Even as our students progress into Upper School, we maintain our focus on ensuring that they take care of themselves. The narrative across the country is that the pressure of standardized tests and college admissions has created an unprecedented amount of stress for high school students, and particularly for juniors and seniors. At ECFS, our college office tries to mitigate that stress by making the application process student-centered and driven by fit. The first question our counselors consider is not how selective a school is, but whether the geography, size, program, and environment match what the student desires. Almost all college-related meetings are conducted face-to-face and one-on-one so that students feel comfortable opening up about questions they may be embarrassed to share with their peers.
The mind, of course, operates as part of the body, so a commitment to ensuring our students are healthy socially and emotionally is a commitment to keeping their bodies healthy as well. Our lunch features daily vegan and gluten-free options, including a full salad bar; meals can also be customized to accommodate specific dietary restrictions. Students in all divisions are required to take physical education or an equivalent substitute, such as a sport or dance. Meanwhile, extracurricular athletic options abound. On the court and the field, our Fieldston Eagles thrive and routinely distinguish themselves.
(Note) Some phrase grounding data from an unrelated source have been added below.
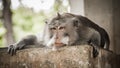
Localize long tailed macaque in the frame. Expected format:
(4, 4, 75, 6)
(7, 13, 110, 57)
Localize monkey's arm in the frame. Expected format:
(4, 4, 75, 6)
(7, 35, 44, 56)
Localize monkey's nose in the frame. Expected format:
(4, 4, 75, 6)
(55, 36, 59, 39)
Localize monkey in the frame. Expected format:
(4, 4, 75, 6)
(76, 15, 110, 50)
(7, 13, 110, 58)
(57, 13, 110, 50)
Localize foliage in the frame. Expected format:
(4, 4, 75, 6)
(0, 0, 69, 47)
(0, 21, 6, 47)
(12, 7, 46, 40)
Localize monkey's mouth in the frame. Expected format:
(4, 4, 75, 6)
(54, 43, 66, 47)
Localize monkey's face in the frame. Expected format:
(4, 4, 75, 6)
(45, 13, 81, 48)
(46, 20, 69, 48)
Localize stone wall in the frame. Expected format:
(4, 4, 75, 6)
(0, 45, 119, 68)
(69, 0, 120, 54)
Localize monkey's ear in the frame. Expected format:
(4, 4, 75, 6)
(72, 18, 80, 27)
(44, 19, 49, 24)
(57, 12, 61, 18)
(45, 21, 48, 24)
(73, 20, 79, 27)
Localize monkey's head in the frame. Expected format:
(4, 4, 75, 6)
(44, 13, 82, 49)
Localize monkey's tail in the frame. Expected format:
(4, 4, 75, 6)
(104, 30, 110, 50)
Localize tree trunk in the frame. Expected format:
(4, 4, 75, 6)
(2, 0, 15, 46)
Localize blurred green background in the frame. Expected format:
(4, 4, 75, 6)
(0, 0, 70, 47)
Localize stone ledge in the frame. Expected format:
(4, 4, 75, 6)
(0, 45, 119, 68)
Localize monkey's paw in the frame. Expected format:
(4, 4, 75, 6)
(93, 47, 99, 58)
(7, 45, 18, 56)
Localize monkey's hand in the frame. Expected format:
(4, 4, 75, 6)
(7, 44, 24, 56)
(92, 46, 99, 58)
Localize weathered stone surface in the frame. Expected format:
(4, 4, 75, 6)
(0, 45, 119, 68)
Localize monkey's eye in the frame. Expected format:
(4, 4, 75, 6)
(50, 27, 56, 30)
(59, 27, 65, 30)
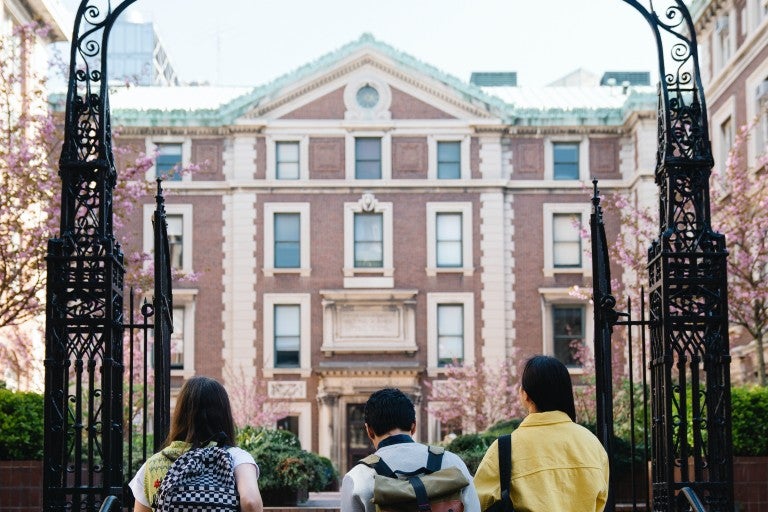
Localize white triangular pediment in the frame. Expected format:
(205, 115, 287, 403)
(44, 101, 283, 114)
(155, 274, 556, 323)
(237, 48, 498, 123)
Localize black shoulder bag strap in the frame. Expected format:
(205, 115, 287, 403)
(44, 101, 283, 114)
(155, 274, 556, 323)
(497, 434, 514, 512)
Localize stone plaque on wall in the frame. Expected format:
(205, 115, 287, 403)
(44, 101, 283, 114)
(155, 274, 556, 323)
(321, 290, 418, 353)
(268, 381, 307, 399)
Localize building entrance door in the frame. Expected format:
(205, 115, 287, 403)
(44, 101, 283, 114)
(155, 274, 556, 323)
(347, 404, 374, 470)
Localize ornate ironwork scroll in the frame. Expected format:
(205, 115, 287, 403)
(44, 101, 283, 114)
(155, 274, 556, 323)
(44, 1, 139, 511)
(620, 1, 733, 510)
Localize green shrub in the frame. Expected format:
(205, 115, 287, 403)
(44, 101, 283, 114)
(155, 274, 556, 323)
(732, 386, 768, 456)
(445, 432, 497, 474)
(237, 427, 337, 494)
(0, 389, 44, 460)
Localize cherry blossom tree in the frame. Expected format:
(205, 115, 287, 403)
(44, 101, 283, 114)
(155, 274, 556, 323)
(711, 119, 768, 385)
(426, 358, 525, 434)
(592, 117, 768, 385)
(0, 25, 181, 390)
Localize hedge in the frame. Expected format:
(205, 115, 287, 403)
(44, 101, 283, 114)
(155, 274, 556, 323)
(0, 388, 44, 460)
(732, 386, 768, 456)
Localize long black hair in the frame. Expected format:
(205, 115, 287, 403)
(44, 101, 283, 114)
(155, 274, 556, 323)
(521, 355, 577, 421)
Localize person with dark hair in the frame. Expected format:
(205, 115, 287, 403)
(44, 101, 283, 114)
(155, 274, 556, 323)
(474, 355, 609, 512)
(128, 376, 263, 512)
(340, 387, 480, 512)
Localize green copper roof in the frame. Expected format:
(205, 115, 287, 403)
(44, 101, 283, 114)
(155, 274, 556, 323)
(106, 33, 657, 128)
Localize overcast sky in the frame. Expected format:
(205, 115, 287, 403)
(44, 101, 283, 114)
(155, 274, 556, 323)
(62, 0, 661, 88)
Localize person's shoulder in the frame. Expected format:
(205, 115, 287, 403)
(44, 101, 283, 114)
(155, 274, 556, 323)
(228, 446, 256, 466)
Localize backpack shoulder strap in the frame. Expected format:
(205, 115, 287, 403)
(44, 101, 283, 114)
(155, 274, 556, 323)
(359, 454, 397, 478)
(426, 445, 445, 473)
(497, 434, 513, 510)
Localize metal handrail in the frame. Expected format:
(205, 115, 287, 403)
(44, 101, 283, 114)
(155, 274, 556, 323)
(98, 496, 120, 512)
(677, 487, 706, 512)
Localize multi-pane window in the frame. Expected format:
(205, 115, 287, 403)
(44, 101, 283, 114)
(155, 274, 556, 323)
(354, 212, 383, 267)
(720, 117, 734, 167)
(274, 305, 300, 367)
(436, 213, 462, 267)
(552, 213, 581, 267)
(274, 213, 300, 268)
(437, 304, 464, 366)
(156, 143, 182, 181)
(276, 141, 300, 180)
(166, 214, 184, 271)
(355, 137, 382, 179)
(553, 142, 579, 180)
(170, 307, 184, 369)
(553, 306, 585, 368)
(437, 141, 461, 179)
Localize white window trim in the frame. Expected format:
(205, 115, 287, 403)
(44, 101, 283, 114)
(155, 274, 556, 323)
(710, 96, 737, 178)
(544, 137, 589, 181)
(542, 203, 591, 277)
(343, 195, 394, 287)
(144, 137, 192, 182)
(170, 288, 198, 379)
(273, 402, 312, 451)
(426, 202, 473, 276)
(427, 136, 471, 180)
(142, 203, 194, 274)
(426, 292, 475, 377)
(539, 288, 594, 375)
(263, 203, 311, 276)
(745, 59, 768, 166)
(262, 293, 312, 378)
(265, 136, 309, 180)
(345, 132, 392, 180)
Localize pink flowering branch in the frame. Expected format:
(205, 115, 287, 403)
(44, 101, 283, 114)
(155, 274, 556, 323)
(426, 355, 525, 434)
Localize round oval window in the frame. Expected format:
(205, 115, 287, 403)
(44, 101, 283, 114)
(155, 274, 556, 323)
(356, 85, 379, 108)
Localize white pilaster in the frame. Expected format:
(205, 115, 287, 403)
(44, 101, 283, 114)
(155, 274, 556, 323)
(480, 191, 507, 362)
(223, 135, 257, 181)
(479, 135, 503, 179)
(221, 193, 258, 384)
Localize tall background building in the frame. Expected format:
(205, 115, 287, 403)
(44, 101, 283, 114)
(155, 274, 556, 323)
(107, 11, 179, 86)
(108, 34, 659, 473)
(692, 0, 768, 384)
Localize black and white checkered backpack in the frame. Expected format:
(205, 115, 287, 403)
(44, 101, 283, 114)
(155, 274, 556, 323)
(155, 444, 239, 511)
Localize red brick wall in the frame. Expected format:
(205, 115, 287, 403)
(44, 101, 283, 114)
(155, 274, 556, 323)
(309, 137, 345, 179)
(184, 195, 226, 378)
(390, 87, 455, 120)
(191, 138, 224, 181)
(734, 456, 768, 512)
(589, 137, 621, 179)
(391, 137, 427, 178)
(280, 87, 346, 120)
(510, 138, 544, 179)
(255, 136, 266, 180)
(0, 461, 42, 511)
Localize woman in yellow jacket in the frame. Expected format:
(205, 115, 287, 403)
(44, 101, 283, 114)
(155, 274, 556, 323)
(474, 355, 609, 512)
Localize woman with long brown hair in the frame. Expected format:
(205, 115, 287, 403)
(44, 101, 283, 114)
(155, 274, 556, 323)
(128, 376, 263, 512)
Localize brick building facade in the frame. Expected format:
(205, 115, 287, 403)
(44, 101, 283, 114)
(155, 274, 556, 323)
(692, 0, 768, 383)
(110, 35, 657, 473)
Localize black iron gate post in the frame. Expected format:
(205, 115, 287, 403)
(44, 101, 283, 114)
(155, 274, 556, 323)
(44, 1, 139, 511)
(599, 2, 733, 511)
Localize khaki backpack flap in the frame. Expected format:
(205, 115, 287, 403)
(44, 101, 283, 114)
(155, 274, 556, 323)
(363, 449, 469, 512)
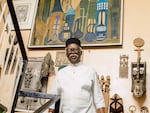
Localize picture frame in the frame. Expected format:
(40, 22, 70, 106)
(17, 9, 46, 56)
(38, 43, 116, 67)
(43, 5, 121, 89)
(9, 0, 38, 30)
(55, 51, 70, 67)
(55, 51, 84, 67)
(15, 57, 48, 112)
(28, 0, 124, 48)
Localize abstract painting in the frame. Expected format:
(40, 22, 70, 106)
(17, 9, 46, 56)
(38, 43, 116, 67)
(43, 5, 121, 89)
(28, 0, 124, 48)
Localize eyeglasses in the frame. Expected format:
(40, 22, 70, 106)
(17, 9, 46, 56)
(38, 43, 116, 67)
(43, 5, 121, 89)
(66, 48, 80, 53)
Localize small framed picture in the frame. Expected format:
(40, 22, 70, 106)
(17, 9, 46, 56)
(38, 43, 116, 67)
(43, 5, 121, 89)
(55, 51, 70, 67)
(55, 51, 84, 67)
(9, 0, 38, 30)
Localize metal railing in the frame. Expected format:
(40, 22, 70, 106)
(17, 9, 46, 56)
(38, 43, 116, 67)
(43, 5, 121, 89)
(0, 0, 60, 113)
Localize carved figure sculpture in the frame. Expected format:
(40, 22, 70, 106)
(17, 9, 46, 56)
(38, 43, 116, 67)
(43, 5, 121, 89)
(131, 38, 146, 97)
(40, 52, 55, 93)
(99, 75, 110, 113)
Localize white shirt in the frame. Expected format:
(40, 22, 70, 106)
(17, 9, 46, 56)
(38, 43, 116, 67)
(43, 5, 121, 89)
(51, 63, 105, 113)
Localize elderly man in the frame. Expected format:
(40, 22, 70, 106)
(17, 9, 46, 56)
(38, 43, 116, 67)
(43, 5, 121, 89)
(50, 38, 105, 113)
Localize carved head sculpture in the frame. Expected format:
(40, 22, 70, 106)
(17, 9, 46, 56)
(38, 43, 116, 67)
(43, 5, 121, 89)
(40, 52, 54, 77)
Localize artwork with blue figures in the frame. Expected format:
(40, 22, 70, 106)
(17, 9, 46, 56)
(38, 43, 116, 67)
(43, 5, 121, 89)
(111, 0, 121, 37)
(30, 0, 122, 47)
(96, 0, 108, 41)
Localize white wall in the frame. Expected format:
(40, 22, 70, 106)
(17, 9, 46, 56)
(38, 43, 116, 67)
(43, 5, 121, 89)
(21, 0, 150, 112)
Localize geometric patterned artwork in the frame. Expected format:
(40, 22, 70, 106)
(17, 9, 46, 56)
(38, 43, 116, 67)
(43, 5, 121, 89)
(109, 94, 124, 113)
(28, 0, 124, 48)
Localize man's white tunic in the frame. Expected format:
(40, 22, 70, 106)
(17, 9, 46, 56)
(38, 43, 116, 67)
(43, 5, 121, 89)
(51, 63, 105, 113)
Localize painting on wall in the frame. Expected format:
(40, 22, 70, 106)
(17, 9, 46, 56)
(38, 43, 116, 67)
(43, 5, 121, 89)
(28, 0, 124, 48)
(55, 51, 70, 67)
(9, 0, 38, 30)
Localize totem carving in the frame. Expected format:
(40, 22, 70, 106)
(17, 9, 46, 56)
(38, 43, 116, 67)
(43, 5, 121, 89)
(99, 75, 110, 113)
(131, 38, 146, 97)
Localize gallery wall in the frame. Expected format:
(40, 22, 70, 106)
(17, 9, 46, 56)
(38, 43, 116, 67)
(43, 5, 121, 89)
(19, 0, 150, 112)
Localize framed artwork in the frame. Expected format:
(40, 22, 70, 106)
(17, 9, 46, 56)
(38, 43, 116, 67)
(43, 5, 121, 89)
(15, 57, 48, 112)
(55, 51, 84, 67)
(28, 0, 124, 48)
(55, 51, 70, 67)
(9, 0, 38, 30)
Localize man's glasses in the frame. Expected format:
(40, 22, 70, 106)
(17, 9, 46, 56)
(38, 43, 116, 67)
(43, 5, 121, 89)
(66, 48, 80, 53)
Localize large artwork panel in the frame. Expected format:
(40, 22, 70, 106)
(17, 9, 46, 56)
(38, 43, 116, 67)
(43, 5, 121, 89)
(15, 57, 48, 112)
(28, 0, 124, 48)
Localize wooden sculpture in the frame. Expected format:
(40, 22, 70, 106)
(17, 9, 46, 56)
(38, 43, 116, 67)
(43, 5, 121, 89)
(40, 52, 55, 77)
(109, 94, 124, 113)
(131, 38, 146, 97)
(99, 75, 110, 113)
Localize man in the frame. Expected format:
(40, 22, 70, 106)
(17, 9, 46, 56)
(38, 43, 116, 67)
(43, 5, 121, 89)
(50, 38, 105, 113)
There’s an inherently social aspect to healthiness that we also aim to tap into. Through our Student-to-Student (STS) program, Middle School mentees are paired with Upper School mentors, who coach them twice a week on ethical issues. The program builds a positive social framework for everyone: younger students have peers to look up to as role models, and older students take on the responsibility of student teachers.
In all our work, we are mindful that healthiness is contingent on self-care, self-respect, and a sense of belonging. Not only do we embrace diversity among our students and faculty, but we also build classes and workshops that give voice to marginalized communities. A two-day exploration of the successes and failures of the beauty industry in addressing the needs of women of color, for example, may offer Upper School students the chance to dismantle white-dominant beauty standards. "History of Sexualities in America,” an interdisciplinary seminar that traces the evolution of views toward sex, gender, and sexuality from colonial times to the present, reminds our students that the narratives of women and LGBTQ people are worthy of examination, discussion, and celebration.
The health of our students is foremost in our minds. We work diligently to ensure a safe physical environment, to attend to social and emotional health, and to offer a robust athletic program and wholesome dining options as well as abundant support networks. Students regularly practice habits that foster self-care and that help them become better learners, friends, and partners.